The @jit macro turns the outer function to a @generated one, so that we can recompile with reoptimized source code at will.

The optimized code looks like this:

    x = get_some_x(i)
    if x isa FrequentType1
        calc_with_x(x) # Fast type-stable route
    elseif x isa FrequentType2
        calc_with_x(x) # Fast type-stable route
    .
    .
    .
    else
        calc_with_x(x) # Fallback to the dynamically dispatched call
    end

Catwalk.jl uses a technique I call "iterated staging", which is essentially an outer loop which repetitively recompiles parts of the loop body.

It does this by encoding the current "stage" into a type and passing an instance of that type, called the "context" to an inner function in the loop body.

Only the type of the context drives the compilation process, as it is the only data available to the @generated inner function, but data in the context is available for the generated code at runtime.

struct CallCtx{TProfiler, TFixtypes}
    profiler::TProfiler
end

With the help of recursive type parameters the context type encodes everything needed to generate the code. Most important is the list of stabilized types as a linked list (TFixTypes parameter of CallCtx):

struct TypeListItem{TThis, TNext} end
struct EmptyTypeList end

And the type of the profiler that runs in the current batch. Two profilers are implemented at the time:

struct NoProfiler <: Profiler end

struct FullProfiler <: Profiler
    typefreqs::DataTypeFrequencies
end

The FullProfiler collects statistics from every call. It logs a call faster than a dynamic dispatch, but running it in every batch would still eat most of the cake, so it is sparsely used, with 1% probability by default (It is always active during the first two batches).

The last missing part is the explorer, which automatically connects the JIT compiler with the @jit-ed functions that run under its supervision.

Also, a single JIT compiler can handle multiple call sites, so the jitctx in reality is not a single CallCtx as described earlier, but a NamedTuple of them, plus an explorer:

struct OptimizerCtx{TCallCtxs, TExplorer}
    callctxs::TCallCtxs
    explorer::TExplorer
end

The explorer holds its id in its type, because exploration happens during compilation, when only its type is available.

struct BasicExplorer{TOptimizerId} <: Explorer end

Here Catwalk - just like many other meta-heavy Julia packages - violates the rule that a @generated function is not "allowed" to access mutable global state.

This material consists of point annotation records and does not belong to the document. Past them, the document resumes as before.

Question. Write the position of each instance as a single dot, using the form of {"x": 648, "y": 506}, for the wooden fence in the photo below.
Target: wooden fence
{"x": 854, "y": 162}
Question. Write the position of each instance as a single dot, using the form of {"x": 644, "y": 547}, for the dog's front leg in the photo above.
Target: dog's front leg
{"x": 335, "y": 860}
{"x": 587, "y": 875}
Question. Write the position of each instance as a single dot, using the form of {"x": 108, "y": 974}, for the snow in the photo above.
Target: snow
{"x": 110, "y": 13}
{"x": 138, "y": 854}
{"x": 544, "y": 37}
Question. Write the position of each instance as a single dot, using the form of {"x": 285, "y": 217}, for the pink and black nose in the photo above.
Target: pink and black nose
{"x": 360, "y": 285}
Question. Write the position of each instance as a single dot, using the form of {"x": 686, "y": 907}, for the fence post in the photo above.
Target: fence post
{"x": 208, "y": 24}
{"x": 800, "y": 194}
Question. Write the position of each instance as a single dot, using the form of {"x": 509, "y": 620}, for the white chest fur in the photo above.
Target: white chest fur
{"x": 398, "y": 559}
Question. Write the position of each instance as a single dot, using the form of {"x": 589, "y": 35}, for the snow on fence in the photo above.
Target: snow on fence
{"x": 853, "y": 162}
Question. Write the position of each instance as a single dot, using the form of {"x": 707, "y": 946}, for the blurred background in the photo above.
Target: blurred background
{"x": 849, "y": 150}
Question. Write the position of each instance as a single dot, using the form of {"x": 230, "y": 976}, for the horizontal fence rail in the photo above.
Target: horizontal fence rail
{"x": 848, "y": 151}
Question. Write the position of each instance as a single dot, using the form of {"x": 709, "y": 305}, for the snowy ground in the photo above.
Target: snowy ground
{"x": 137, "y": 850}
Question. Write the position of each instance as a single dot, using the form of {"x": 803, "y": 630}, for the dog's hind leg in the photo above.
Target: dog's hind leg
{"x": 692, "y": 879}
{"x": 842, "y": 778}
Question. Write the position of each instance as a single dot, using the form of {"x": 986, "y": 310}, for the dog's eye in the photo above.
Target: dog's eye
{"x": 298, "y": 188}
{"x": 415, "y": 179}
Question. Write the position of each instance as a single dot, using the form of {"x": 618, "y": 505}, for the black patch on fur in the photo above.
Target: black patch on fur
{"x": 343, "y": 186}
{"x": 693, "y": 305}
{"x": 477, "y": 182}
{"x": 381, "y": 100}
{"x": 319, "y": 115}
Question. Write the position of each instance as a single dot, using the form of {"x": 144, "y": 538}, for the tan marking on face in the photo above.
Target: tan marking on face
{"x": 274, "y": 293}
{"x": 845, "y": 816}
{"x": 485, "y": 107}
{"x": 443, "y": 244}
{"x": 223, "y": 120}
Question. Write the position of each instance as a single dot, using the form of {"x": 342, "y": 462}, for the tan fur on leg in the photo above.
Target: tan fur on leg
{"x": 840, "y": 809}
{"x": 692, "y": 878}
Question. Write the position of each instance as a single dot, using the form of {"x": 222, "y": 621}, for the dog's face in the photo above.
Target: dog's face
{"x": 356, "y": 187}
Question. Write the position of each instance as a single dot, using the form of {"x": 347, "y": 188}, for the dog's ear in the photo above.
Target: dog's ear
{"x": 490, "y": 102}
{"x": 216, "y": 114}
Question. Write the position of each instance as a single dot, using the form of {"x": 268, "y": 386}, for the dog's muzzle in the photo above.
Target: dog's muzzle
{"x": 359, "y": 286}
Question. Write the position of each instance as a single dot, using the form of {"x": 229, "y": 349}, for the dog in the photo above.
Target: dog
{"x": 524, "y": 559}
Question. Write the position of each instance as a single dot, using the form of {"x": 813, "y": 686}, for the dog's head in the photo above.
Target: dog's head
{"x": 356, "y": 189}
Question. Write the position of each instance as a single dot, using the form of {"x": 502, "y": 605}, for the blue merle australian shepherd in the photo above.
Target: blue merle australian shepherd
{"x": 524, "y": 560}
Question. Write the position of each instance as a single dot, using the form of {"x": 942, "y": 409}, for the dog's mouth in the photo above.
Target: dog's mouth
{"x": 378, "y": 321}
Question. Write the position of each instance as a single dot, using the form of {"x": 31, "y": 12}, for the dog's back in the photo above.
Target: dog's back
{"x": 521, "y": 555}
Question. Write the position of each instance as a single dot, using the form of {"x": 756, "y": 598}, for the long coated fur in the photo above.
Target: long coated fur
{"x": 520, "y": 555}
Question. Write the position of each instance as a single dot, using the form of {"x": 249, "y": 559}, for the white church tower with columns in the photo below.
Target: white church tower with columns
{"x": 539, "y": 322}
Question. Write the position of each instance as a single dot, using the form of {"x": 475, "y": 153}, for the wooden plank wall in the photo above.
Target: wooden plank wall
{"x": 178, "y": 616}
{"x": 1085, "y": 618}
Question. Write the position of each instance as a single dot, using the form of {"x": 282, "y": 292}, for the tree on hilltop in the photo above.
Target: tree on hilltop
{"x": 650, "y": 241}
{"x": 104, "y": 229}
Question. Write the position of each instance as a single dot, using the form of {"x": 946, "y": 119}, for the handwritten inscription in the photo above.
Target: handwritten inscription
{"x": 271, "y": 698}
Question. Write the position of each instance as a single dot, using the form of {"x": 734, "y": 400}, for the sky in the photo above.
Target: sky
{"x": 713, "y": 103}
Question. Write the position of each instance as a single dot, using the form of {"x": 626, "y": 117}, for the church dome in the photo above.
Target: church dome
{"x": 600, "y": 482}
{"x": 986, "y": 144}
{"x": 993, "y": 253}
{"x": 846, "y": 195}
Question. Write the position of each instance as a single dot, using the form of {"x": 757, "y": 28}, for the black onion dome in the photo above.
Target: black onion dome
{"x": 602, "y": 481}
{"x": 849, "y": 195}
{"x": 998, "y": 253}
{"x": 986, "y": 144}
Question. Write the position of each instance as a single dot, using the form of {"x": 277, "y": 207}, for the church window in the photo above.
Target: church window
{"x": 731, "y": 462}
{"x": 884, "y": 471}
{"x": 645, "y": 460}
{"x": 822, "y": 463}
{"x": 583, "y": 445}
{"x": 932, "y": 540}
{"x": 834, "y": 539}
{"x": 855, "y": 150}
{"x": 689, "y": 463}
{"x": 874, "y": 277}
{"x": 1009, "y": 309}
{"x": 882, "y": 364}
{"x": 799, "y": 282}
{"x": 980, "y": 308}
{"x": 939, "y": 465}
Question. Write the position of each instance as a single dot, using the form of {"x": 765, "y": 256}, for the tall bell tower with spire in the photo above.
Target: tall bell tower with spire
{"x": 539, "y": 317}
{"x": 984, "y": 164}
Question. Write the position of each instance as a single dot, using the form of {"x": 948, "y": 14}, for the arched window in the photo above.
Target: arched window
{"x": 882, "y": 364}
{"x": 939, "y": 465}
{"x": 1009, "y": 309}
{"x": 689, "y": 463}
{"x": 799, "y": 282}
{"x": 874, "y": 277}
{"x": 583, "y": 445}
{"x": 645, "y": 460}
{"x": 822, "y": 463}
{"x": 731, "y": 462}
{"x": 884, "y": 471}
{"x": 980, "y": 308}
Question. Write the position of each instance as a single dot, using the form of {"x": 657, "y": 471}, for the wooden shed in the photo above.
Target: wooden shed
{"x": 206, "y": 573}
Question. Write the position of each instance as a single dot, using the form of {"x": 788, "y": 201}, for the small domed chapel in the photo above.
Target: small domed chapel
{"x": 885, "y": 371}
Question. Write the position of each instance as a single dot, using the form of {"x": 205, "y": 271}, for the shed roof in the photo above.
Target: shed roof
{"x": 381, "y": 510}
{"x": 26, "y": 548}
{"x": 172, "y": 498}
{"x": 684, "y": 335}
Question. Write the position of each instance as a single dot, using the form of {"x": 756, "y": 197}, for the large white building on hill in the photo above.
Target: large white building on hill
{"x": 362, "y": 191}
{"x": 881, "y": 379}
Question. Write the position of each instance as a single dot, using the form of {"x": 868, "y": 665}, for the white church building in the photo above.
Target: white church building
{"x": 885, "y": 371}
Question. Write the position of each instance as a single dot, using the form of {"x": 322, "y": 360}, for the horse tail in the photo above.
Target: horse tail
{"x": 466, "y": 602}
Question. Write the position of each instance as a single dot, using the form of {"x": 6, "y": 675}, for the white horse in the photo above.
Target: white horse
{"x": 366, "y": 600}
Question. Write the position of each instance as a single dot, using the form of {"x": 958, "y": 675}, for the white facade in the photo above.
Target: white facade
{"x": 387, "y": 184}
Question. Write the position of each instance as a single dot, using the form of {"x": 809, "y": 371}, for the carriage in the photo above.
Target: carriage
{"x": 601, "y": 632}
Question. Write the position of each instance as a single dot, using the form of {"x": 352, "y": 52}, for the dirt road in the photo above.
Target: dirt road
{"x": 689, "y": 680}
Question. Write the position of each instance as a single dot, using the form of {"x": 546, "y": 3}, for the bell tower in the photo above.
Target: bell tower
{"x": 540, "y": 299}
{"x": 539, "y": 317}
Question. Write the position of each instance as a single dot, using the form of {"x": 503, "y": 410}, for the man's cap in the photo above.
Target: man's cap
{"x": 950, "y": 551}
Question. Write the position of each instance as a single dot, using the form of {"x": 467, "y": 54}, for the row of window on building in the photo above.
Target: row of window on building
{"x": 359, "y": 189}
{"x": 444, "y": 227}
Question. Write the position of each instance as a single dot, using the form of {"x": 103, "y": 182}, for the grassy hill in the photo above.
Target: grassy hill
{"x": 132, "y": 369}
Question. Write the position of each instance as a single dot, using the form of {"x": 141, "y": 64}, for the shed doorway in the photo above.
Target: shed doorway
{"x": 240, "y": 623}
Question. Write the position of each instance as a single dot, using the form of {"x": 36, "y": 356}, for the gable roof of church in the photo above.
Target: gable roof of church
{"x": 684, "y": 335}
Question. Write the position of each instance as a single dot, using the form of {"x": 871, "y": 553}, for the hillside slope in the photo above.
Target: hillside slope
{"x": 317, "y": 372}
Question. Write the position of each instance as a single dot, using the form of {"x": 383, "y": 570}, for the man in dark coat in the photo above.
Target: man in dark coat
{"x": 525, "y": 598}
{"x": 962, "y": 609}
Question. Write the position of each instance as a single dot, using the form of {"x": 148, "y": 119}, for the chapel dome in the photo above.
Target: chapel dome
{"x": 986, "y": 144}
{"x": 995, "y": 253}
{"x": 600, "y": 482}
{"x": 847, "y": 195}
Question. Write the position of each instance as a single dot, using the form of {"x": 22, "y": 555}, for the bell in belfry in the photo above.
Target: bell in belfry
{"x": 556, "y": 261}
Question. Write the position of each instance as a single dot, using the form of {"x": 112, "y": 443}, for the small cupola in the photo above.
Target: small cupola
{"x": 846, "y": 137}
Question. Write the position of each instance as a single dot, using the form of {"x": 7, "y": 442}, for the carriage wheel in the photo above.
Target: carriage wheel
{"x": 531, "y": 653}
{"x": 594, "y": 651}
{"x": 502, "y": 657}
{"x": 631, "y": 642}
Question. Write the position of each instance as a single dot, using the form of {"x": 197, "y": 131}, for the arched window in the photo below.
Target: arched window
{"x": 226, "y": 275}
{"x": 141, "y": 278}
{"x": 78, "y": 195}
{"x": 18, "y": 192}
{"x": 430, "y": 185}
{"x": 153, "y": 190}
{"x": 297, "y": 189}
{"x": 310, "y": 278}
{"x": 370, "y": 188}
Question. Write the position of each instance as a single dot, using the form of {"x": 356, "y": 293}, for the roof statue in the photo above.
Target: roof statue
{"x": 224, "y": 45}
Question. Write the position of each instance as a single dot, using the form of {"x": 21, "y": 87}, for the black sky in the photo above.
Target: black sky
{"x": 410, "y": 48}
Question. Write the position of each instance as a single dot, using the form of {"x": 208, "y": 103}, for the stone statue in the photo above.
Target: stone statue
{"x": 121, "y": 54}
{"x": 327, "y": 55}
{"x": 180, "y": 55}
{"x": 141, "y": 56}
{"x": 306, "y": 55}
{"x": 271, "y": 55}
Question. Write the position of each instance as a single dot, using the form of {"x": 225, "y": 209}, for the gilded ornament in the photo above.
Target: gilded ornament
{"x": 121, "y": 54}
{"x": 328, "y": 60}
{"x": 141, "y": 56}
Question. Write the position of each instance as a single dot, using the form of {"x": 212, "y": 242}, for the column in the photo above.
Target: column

The explorer logs the call site to a global dict, keyed with its id, from where the JIT compiler can read it out during the next batch.

It seems impossible to send back information from the compilation process without breaking this rule, and pushing the exploration to the tight loop is not feasible.

The alternative is to configure the compiler with the call sites and NoExplorer manually, as described in the tuning guide.